I'm trying to prove this fact. I've checked both Pettis (very last line above Cor 1.11 in https://www.jstor.org/stable/1989973) and Yosida's proofs and they both state without proof on the very last line that the uniform limit of strongly measurable functions is strongly measurable. Specifically a sequence $\langle x_n\rangle$ is constructed that is strongly measurable and converges uniformly to $x$, and this must virtually immediate imply $x$ is strongly measurable, but I'm not seeing why. If you have $s_{n, k} \to x_n$ a.e. pointwise you can split $$\lVert x(t) - s_{n, k}(t)\rVert \le \lVert x(t) - x_n(t)\rVert + \lVert x_n(t) - s_{n,k}(t)\rVert$$ Controlling the first term is easy by uniform convergence, and so is the other term pointwise, (my idea was to essentially take $n$ and $k$ jointly to $\infty$ but this seems difficult without at least almost uniform convergence of the $s_{n, k}$) but not uniformly in $t$. How do I proceed?

Answer 1

If I am not mistaken, the proofs are done for finite measure space. Here is the end of the proof as hinted in the book by Diestel and Uhl. Honestly, I do not see a proof that makes use of the uniform convergence.

The functions $x_n$ are of the form $$ x_n = \sum_i \chi_{A_{n,i}} x_{n,i}, $$ where $A_{n,i}$ are measurable, $A_{n,i} \cap A_{n,j}=\emptyset$ for all $n$ and $i\ne j$, and $\bigcup_i A_{n,i}= S$.
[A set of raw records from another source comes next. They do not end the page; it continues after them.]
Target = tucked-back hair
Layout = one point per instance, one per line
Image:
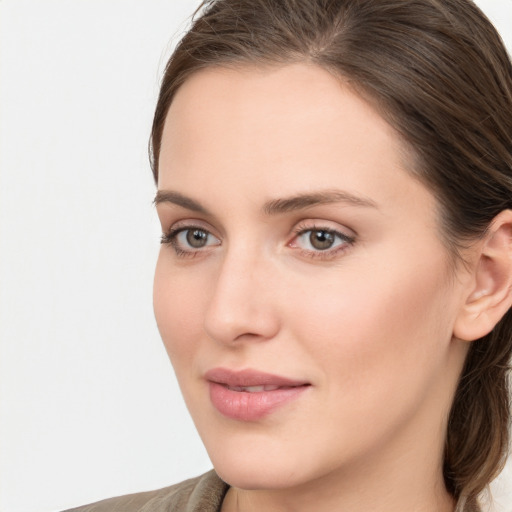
(438, 72)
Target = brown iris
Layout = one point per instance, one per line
(197, 238)
(321, 240)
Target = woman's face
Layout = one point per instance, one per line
(303, 292)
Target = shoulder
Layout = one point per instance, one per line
(202, 494)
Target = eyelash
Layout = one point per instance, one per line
(327, 254)
(170, 237)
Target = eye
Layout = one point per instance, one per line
(189, 240)
(321, 242)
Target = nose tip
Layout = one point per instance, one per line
(241, 307)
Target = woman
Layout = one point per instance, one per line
(335, 280)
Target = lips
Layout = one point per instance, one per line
(250, 395)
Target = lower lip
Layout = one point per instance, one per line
(244, 406)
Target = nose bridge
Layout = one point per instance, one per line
(240, 305)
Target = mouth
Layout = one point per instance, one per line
(250, 395)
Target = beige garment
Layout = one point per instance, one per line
(202, 494)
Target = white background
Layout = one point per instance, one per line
(89, 407)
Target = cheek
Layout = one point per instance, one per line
(177, 298)
(375, 332)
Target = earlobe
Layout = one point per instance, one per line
(490, 295)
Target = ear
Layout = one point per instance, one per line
(490, 291)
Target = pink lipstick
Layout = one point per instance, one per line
(250, 395)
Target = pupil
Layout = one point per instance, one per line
(321, 240)
(196, 238)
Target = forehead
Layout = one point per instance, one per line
(286, 129)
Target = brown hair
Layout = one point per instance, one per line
(439, 73)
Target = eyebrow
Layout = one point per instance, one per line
(274, 206)
(307, 200)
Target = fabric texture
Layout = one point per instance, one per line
(202, 494)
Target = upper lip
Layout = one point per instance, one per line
(249, 377)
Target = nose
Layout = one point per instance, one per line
(243, 305)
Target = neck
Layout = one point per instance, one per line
(404, 474)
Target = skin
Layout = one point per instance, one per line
(368, 323)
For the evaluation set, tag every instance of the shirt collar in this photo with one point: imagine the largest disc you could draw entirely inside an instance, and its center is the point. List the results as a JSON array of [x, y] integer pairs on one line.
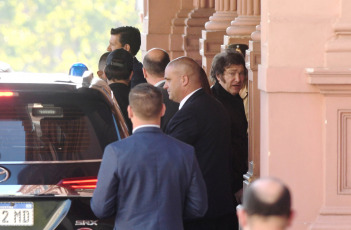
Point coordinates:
[[144, 126], [182, 102], [159, 83]]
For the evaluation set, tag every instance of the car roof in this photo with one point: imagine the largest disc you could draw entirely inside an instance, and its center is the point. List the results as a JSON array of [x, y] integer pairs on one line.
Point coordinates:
[[39, 81]]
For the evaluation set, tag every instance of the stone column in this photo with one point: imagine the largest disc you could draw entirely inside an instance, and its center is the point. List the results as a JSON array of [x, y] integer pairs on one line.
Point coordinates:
[[339, 47], [194, 25], [215, 29], [334, 84], [176, 46], [249, 16], [156, 23], [253, 59]]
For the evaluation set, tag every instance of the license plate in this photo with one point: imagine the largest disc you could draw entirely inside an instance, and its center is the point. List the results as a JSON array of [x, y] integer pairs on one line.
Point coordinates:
[[17, 214]]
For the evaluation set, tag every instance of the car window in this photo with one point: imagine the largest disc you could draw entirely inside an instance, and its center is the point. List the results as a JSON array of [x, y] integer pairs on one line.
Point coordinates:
[[55, 126]]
Then for each $n$ there is a number $I_n$ such that $$ \mu( S\setminus \bigcup_{i=1}^{I_n} A_{n,i}) \le \frac 1{n^2}, $$ here we used $\mu(S)<\infty$. Define $$ s_n := \sum_{i=1}^{I_n} \chi_{A_{n,i}} x_{n,i}, $$ and denote its support by $B_n:=\bigcup_{i=1}^{I_n} A_{n,i}$.

Let $t\in S$. If $t \in \bigcap_{n=N}^\infty B_n$ for some $N$, then $s_n(t) = x_n(t)$ for $n>N$ and $s_n(t) \to x(t)$ for $n\to \infty$. This implies that we have pointwise convergence of $s_n$ to $x$ on the set $\bigcup_{N=1}^\infty \bigcap_{n=N}^\infty B_n$. This is the union of an increasing sequence of sets, so $$ \mu( \bigcup_{N=1}^\infty \bigcap_{n=N}^\infty B_n) = \lim_{N\to\infty}\mu(\bigcap_{n=N}^\infty B_n) = \mu(S) - \lim_{N\to\infty}\mu ( \bigcup_{n=N}^\infty (S\setminus B_n)) \ge \mu(S) - \lim_{N\to\infty}\sum_{n=N}^\infty \frac1{n^2} =\mu(S). $$ Hence, pointwise convergence happens on a set of full measure.